Trwa zbieranie podpisów pod wnioskiem o postawienie szefa Narodowego Banku Polskiego Adama Glapińskiego przed Trybunałem Stanu. Potrzeba do tego 115 podpisów. Wszystko wskazuje na to, że wniosek zostanie złożony w Sejmie w przyszłym tygodniu.
Jak mówi wicemarszałek Sejmu Dorota Niedziela z Koalicji Obywatelskiej, zarzuty dla Adama Glapińskiego są oczywiste dla każdego, kto obserwuje prowadzoną przez niego politykę Narodowego Banku Polskiego. “Chyba nikt nie ma wątpliwości, że było to upolitycznione, nie szło to w kierunku apolitycznego szefa NBP, który pilnuje interesu polskiej złotówki” – powiedziała.
Wniosek jest polityczny – mówią posłowie Prawa i Sprawiedliwości.
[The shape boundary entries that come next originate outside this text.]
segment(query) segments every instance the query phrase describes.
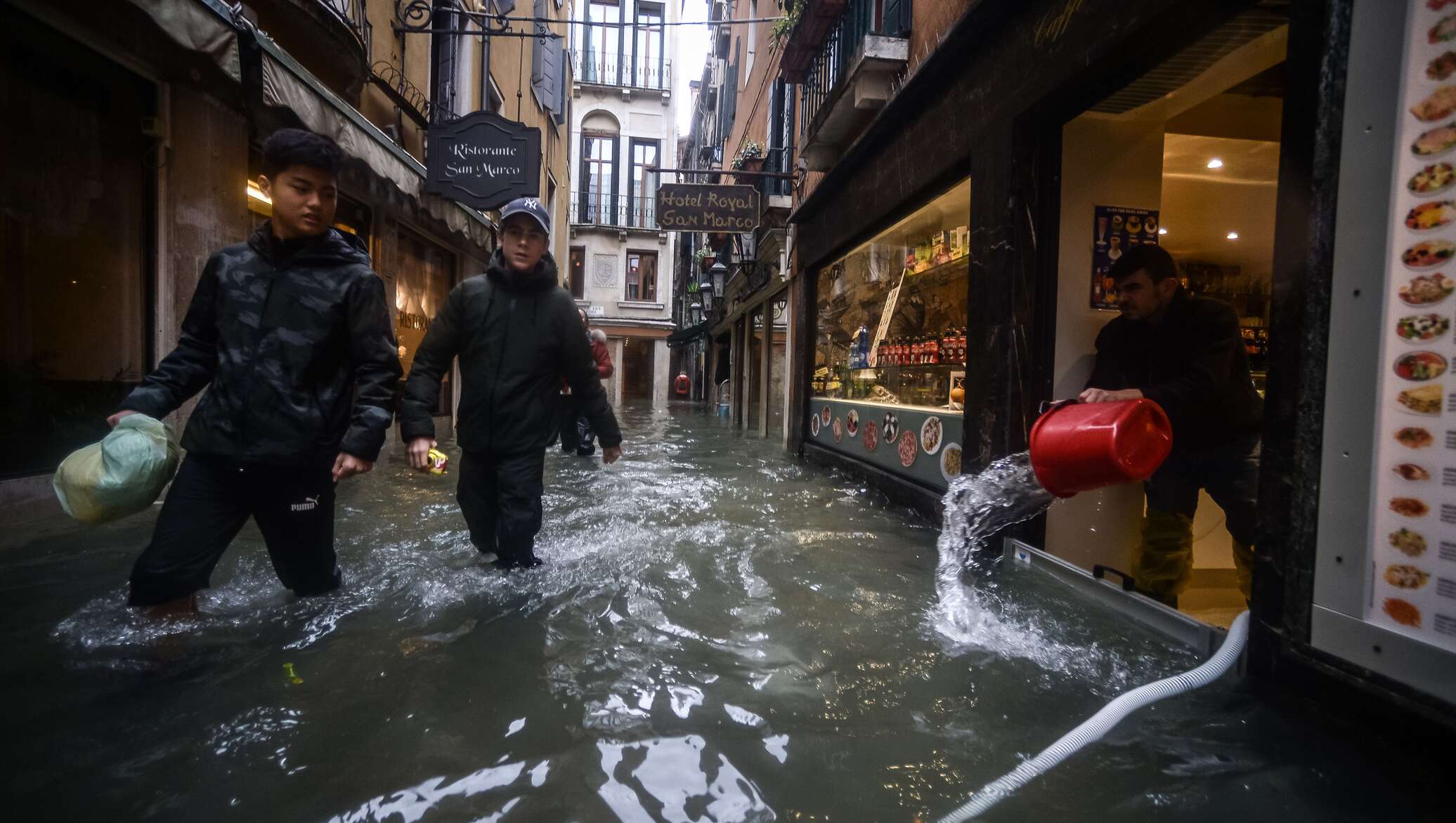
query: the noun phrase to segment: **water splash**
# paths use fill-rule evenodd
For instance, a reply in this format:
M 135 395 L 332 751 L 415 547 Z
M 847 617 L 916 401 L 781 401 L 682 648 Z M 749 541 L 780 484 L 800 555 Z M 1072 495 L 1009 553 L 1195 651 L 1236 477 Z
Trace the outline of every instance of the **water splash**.
M 997 531 L 1044 512 L 1054 497 L 1037 483 L 1031 454 L 1003 457 L 980 474 L 951 481 L 943 497 L 945 525 L 936 541 L 935 630 L 955 644 L 996 646 L 1003 625 L 965 585 L 967 571 L 981 569 L 986 541 Z

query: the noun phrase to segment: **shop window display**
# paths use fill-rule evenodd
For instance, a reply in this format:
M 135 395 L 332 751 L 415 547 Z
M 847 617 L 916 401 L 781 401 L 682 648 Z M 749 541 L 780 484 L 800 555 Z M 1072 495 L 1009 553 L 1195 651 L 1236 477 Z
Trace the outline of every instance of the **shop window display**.
M 965 180 L 820 269 L 817 397 L 961 407 L 970 195 Z

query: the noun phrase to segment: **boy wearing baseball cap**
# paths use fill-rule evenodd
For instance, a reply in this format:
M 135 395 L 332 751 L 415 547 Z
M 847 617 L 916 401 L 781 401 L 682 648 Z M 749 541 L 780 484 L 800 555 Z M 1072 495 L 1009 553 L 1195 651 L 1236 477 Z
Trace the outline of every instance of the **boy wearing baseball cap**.
M 622 432 L 581 333 L 577 302 L 558 285 L 546 247 L 550 215 L 536 198 L 501 209 L 501 246 L 483 275 L 457 285 L 425 333 L 405 384 L 400 427 L 409 464 L 425 471 L 435 445 L 440 380 L 460 358 L 456 499 L 470 542 L 502 569 L 539 566 L 546 446 L 556 436 L 558 377 L 601 438 L 601 459 L 622 457 Z

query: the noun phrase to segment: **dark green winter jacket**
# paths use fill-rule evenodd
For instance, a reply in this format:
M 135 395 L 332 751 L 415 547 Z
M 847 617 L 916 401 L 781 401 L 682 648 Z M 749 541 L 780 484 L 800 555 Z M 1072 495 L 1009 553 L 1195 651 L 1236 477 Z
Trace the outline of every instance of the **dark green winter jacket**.
M 496 250 L 483 275 L 450 291 L 409 368 L 399 407 L 405 441 L 435 436 L 440 378 L 457 356 L 462 449 L 514 455 L 549 446 L 558 427 L 558 378 L 571 385 L 601 445 L 622 443 L 577 302 L 556 285 L 550 254 L 536 270 L 517 275 Z
M 333 228 L 280 241 L 264 222 L 208 259 L 178 348 L 121 409 L 160 419 L 207 387 L 182 435 L 189 452 L 376 459 L 399 377 L 393 316 L 363 243 Z

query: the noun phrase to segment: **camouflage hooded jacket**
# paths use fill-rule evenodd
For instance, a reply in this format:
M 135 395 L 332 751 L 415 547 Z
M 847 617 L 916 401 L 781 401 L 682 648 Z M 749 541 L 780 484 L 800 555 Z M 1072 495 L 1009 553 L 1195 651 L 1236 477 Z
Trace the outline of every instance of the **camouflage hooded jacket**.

Poseł PiS Jacek Sasin mówił na konferencji prasowej, że rządzący chcą zawłaszczyć kolejną instytucję państwa, by otworzyć drogę do przyjęcia w Polsce euro. “Te zarzuty są wyssane z palca” – oświadczył Jacek Sasin. Dodawał, że dzięki działaniom prezesa Glapińskiego udało się zdusić inflację i przejść przez kryzys finansowy, z którym mieliśmy do czynienia. Przypomniał też, że Trybunał Konstytucyjny orzekł, iż do postawienia prezesa banku centralnego przed TS wystarczy bezwzględna większość głosów w obecności co najmniej połowy ustawowej liczby posłów.
We wniosku o postawienie przed Trybunałem Stanu prezesa Narodowego Banku Polskiego znalazło się osiem głównych zarzutów – w tym naruszenie konstytucji i ustaw.
Pierwsza grupa zarzutów dotyczy tego, co się działo wewnątrz instytucji – chodzi między innymi o niedopuszczanie niektórych członków NBP oraz Rady Polityki Pieniężnej do informacji. We wniosku znalazły się także kwestie dotyczące premii dla prezesa Banku oraz skupu obligacji w 2020 roku. Pojawia się zarzut działań prowadzących do osłabiania wartości złotego.
Autorzy wniosku zarzucają też Adamowi Glapińskiemu, że uchybił nakazowi apolityczności prezesa NBP. Zdaniem autorów dokumentu narusza to Konstytucję. W dokumencie czytamy, że prezes NBP publicznie angażował się w agitację, także w ramach kampanii wyborczej, na rzecz Prawa i Sprawiedliwości i rządu Mateusza Morawieckiego przeciwko Platformie Obywatelskiej. We wniosku czytamy, że prezes NBP co najmniej dwa razy brał udział w zebraniach kierownictwa PiS i zatrudniał partyjnych działaczy w Narodowym Banku Polskim.